Wednesday, August 27, 2008

Anamesos

I’m ramping up for the NFL, and detesting this coming weekend when I’ll be busy studying for an exam while college football unrolls. So, in what is by now a personal tradition, I’m taking between lecture breaks to jot shit down in the hope of coherence at worst and insight at best.

There is so much to say about Olympics basketball, how sweet it is that that final game was competitive, how sweet it is that the Basketball seems to be on track for a European Football like international groundswell, how sweet it is that in that rosy future the ones playing the beautiful game come not from the South but from our own fertile soils, or maybe how sweet it is that we will see the best players from the USA play together more than once a decade.

But I don’t want to discuss any of that.
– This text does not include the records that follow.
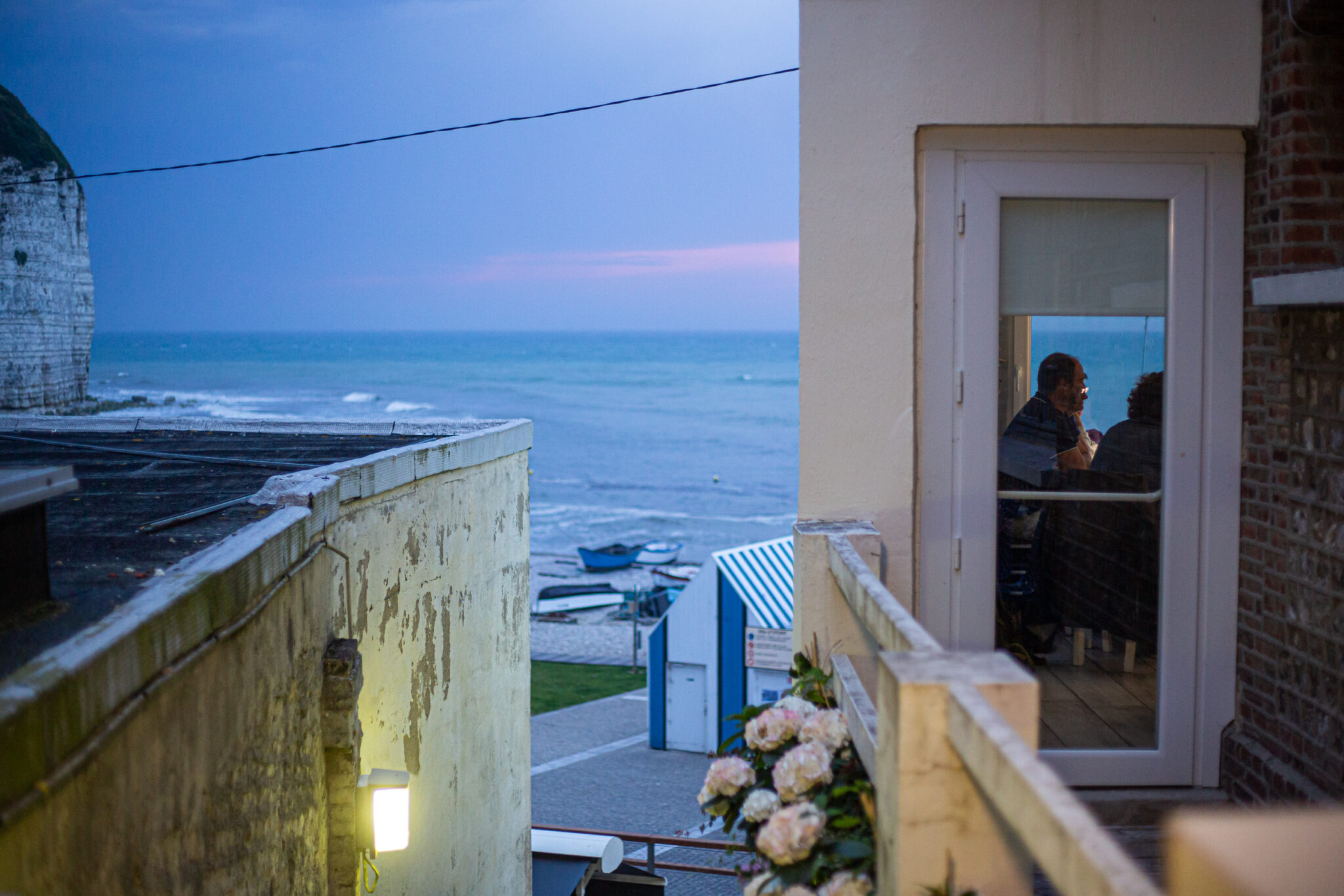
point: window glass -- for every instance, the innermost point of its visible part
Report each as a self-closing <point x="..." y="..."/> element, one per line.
<point x="1082" y="342"/>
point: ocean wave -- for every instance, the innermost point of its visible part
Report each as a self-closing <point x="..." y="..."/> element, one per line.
<point x="404" y="407"/>
<point x="596" y="515"/>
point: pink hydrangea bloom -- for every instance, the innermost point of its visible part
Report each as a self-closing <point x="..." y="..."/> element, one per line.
<point x="726" y="777"/>
<point x="800" y="770"/>
<point x="791" y="833"/>
<point x="772" y="729"/>
<point x="827" y="729"/>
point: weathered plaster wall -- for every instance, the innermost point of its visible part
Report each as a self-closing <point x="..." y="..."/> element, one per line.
<point x="215" y="782"/>
<point x="215" y="785"/>
<point x="872" y="75"/>
<point x="441" y="607"/>
<point x="46" y="291"/>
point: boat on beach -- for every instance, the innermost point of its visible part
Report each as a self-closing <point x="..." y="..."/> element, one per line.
<point x="613" y="556"/>
<point x="659" y="552"/>
<point x="577" y="597"/>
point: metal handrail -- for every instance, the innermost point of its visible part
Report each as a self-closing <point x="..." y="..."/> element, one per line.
<point x="651" y="864"/>
<point x="1117" y="497"/>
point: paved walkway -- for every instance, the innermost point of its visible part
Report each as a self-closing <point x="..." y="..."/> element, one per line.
<point x="592" y="767"/>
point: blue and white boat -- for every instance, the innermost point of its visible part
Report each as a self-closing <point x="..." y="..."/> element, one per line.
<point x="659" y="552"/>
<point x="613" y="556"/>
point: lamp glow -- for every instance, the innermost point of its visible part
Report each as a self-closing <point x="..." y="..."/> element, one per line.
<point x="383" y="812"/>
<point x="391" y="819"/>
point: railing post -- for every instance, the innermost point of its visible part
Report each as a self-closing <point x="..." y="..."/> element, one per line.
<point x="819" y="607"/>
<point x="928" y="805"/>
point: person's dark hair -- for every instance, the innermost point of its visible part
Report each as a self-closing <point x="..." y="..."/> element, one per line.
<point x="1057" y="369"/>
<point x="1145" y="399"/>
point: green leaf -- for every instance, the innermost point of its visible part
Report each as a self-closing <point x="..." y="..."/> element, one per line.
<point x="852" y="849"/>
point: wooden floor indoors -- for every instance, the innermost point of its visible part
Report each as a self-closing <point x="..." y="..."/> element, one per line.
<point x="1097" y="704"/>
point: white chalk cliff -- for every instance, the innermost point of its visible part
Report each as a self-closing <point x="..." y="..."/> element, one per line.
<point x="46" y="285"/>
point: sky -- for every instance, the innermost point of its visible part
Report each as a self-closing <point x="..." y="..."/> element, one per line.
<point x="671" y="214"/>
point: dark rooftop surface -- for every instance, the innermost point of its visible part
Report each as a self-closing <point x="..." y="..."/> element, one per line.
<point x="98" y="558"/>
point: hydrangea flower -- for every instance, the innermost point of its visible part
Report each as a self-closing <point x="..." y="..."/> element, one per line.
<point x="726" y="777"/>
<point x="772" y="729"/>
<point x="760" y="805"/>
<point x="827" y="729"/>
<point x="791" y="833"/>
<point x="846" y="884"/>
<point x="800" y="770"/>
<point x="796" y="704"/>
What I want to do is use the Olympics as a lens through which posturing and the unbearable weight of career expectations are filtered out, leaving only the stark, naked reality of individual ability and basketball acumen; in the context of playing with the best I think we can see more clearly now than ever before what each player means. With no further ado:

Kobe: This guy is stone cold killer, the way he dominated, and successfully, at the end of the second Spain game was memorable. But the deeper truth is that it may very well be that Kobe is nothing more than an assassin, an ace to be played when kings are showing. Kobe requires a cast to put him in position to unleash his arsenal, while in ordinary circumstances he struggles to chain his indomitable offensive potential to the shackles of a team game.
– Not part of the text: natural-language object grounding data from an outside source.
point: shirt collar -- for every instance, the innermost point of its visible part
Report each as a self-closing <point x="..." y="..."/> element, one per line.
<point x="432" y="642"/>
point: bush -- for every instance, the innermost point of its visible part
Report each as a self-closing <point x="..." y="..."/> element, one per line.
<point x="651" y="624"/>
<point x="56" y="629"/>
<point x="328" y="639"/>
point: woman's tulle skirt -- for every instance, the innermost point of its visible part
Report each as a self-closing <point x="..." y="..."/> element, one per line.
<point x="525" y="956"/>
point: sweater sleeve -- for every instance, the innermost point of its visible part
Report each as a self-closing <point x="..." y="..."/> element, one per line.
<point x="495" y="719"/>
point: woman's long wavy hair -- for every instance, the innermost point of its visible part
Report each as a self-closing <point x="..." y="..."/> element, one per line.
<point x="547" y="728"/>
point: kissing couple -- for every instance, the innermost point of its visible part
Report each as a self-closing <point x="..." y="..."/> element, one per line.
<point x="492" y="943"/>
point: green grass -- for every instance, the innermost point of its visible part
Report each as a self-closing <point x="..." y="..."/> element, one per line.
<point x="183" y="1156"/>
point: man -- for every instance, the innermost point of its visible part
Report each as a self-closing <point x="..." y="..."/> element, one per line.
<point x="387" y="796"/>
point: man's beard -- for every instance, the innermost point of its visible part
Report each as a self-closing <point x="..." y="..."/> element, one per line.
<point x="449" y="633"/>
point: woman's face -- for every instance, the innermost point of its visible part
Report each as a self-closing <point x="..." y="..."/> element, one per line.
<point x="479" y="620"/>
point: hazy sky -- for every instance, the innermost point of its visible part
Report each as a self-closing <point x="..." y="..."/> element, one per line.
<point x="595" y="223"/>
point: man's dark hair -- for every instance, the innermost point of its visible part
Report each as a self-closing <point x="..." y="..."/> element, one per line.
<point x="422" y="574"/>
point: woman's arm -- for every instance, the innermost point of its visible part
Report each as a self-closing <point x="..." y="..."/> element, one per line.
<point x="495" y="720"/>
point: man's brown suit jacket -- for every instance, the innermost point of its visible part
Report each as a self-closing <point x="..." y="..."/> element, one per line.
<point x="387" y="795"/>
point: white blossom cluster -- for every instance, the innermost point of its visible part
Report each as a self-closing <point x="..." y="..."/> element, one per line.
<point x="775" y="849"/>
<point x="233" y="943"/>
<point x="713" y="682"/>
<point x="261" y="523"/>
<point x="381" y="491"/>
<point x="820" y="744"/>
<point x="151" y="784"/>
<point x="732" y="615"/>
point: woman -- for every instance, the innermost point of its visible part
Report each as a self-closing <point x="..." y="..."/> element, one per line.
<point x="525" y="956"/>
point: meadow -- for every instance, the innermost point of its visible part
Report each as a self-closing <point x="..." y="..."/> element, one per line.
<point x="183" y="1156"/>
Lebron: Although it is the ultimate injustice to Lebron to say that Mo Williams might be the one to prove me right, King James is the most gifted player on earth and can elevate the talent of anyone, anyone, around him. To be able to make the best players in the world better is the ultimate compliment. He’ll get his when it’s needed, but he had more astonishing passes over the course of the tournament than Paul and Kidd combined. And when the dude drives, there is quite literally no comparison to it in the sport. Maybe Ali or Jim Brown, but it is poetic domination, brute force constrained. This brings me back to James. He doesn’t need any specific player, he just needs a guy who knows he’ll be a hell of a lot better on the floor with James (see Boozer vs. Ilgauskas).

Wade: Maybe better than Kobe? Maybe the guy who doesn’t need the world to think he can’t in order to can. He has the interior game to match, maybe not the shot, yet, but I think he was the most impressive defender on the ball and in the passing lanes. And while Kobe seemingly put the game on ice with a four point play, there was heat, and it was Wade who popped the cork. And the look he had was pure.

Melo: The world is not his, but oh what multitudes the future may hold. Think about Rasheed and the endless horizons of potential. How many moons glowing before the sun engulfs them. There are ideals and there are shadows in caves, and Anthony dances in the light of that fire. Melo has the game right now to go from 2 to 4, not in a crowing defiance of humanity like Lebron, but rather more like a chameleon inhabiting niches as it pleases nature. Think Rasheed.

Kidd: Hard to place this guy, maybe just a guy who understands his place. I don’t believe he missed a shot for the duration. But with age, like a Washington insider, his edge has waned and only a few passes go off the backboards. The real question is whether the Mavs provide the kind of fireworks that can survive such a dim flame.

CP3: This is probably the toughest call out here. I think he might be Spanish. He is clearly a different player coming off the bench than starting. And the type of chemistry you see from Navarro and Gasol is the type of fluidity that would have come with Tyson Chandler on the team. In the absence of this well developed and flourishing connection Paul was reduced to a blind man clawing for vision, Monet wishing for his youth . He would endlessly direct the best players on the planet to fulfill his vision of a living offense. If he stays with team USA then one day the four horsemen will have a challenge stouter than God.

Derron: He is not a point guard, though his talent his enough to fool you. Were it that he were, Boozer would have been playing. But this is not a libel, he turned out to be the purest combo guard out there (well, let’s be real, the purest combo not named Kobe or Dwayne), he probably had the purest will to drive and some of the best creation out of the zone.

Bosh: KG with an inside game? Not a dominant player though, not Duncan or Olajawon, but sufficient to be great. Dude needs to develop the midrange jumper and he will elevate.

Howard: I wasn’t too impressed, he needs to learn to put the ball on the floor. As it is, he’s Shaq without the girth or the instinct. A needless waste of resources Dwight should be busy redefining the alley oop, rather than committing rote memorization of the put back.

Prince: One of my favorite players, Durant minus the hype or the mean streak. I am endlessly satisfied that Prince was the guy hitting the threes in the early games, playing D in the late games, and filling in as needed when it mattered. Detroit isn’t Detroit without Tayshuan.

Boozer: Vindication for the masses, never should have been on this team. Further he is a testament to the greatness of Lebron and Derron, having been fortunate enough to play with two guys who understand creation.